A year of chemotherapy and radiation is hell, but it isn’t as invasive as a mastectomy. Yet daring to focus on the big picture of her health versus the effect procedures might have on her physique, Applegate did what I believe many stars would consider the last resort: She went through with the mastectomy. Even more remarkable — double mastectomy. She wasn’t about to take that heartbreaking risk when the tests come back and remission has failed.
Did I mention that Christina Applegate is my hero?
It isn’t the first time she’s shown intense courage. In her efforts to become more than just the actress who once played Kelly Bundy, she took on the daunting task of reviving Sweet Charity on Broadway in 2005; the production folded before it even got put up. The rumor is she fronted her own money to get the production going again.
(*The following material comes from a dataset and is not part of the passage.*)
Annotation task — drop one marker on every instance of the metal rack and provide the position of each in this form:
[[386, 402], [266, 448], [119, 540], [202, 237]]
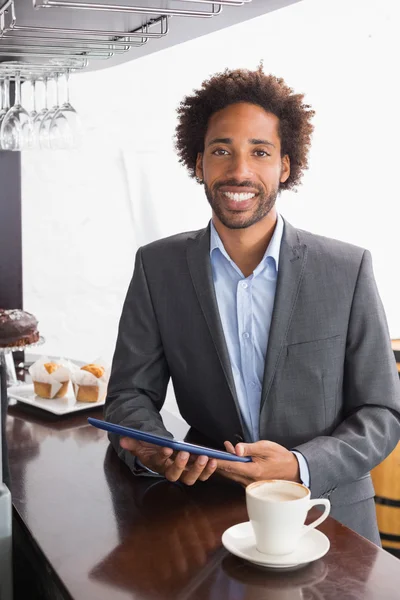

The New York theater critics, a perennially catty bunch, gave her little support and rather unanimously told her to stick to the small screen. Instead, she soldiered on. Then disaster struck again — a broken foot, not a great omen for a singin’-and-dancin’ type of musical. Her understudy, it was said, would move front and center. But that didn’t happen. Applegate confounded the cynics and the naysayers by fighting for her part.
Now, speculation is rampant that the broken foot was staged, a classic hoax in the tradition of producer and huckster David Merrick, who was so Machiavellian that, when he announced the death of 42nd Street director Gower Champion at curtain call on the musical’s opening night in August of 1980, the audience was convinced they were being played. Either way, the diversion threw light back on Applegate the performer versus Applegate the former TV celebrity.
It worked. By the end of the production’s run, those same critics who had their axes sharpened long before the first curtain call had to admit she did a fine job. It was a begrudging acceptance that, yes, she was an actress who didn’t take no for an answer, even when an entire industry was shouting her down. And now, in this new fight, with enemies inside her own genes whose slings and arrows are more deadly than bitchy, she rises to the occasion and does that unthinkable thing.
You may not find it to be remarkable, but as someone who has survived family members dying of cancer, I’m here to say it’s a damn triumph. My mother, having been diagnosed for the second time after living for years in remission, would have offered up any part of her body to stay alive. Yet, as I took her to her radiation treatments, I would see patients fighting with their physicians, struggling to maintain this fleshy, fragile vessel, arguing that it was imperative that they keep it intact.
One woman cried, “You can’t take my femininity from me. I won’t let you.” I sometimes wonder where she is today, or even if she is today, but more than that, I wonder what my life would have been like if Mom hadn’t died in June of 2000, days before my father’s birthday. I wonder how she could have spoiled my nieces more that Christmas, or how proud she would’ve been that Dan got married and had a baby of his own, or to see John, who was this close to being thrown out of middle school, graduate from college. Would she have listened to the music I make, or read my column here at Popdose? Would she have been there when my grandparents died, or when cousin Jody was finally overtaken by hepatitis?
Of course she would’ve. That’s why I’m here now, her proxy, because I’ll do what she can’t.
So you see, to me, this news isn’t just a footnote in the pop-culture zeitgeist, when the trampy teen queen Kelly Bundy grew up before the world, literally shedding her skin to fight this battle. She didn’t just stare down the stereotype of the narcissistic glamour girl with the camera always trained on her. Instead she laid it to waste. To me, it’s personal. She claimed what was about to be taken from her, and nothing, not even next month’s Cosmo cover, could stop her.
I’ll say it one more time, in case my point didn’t come through: Ms. Applegate, you’re my hero.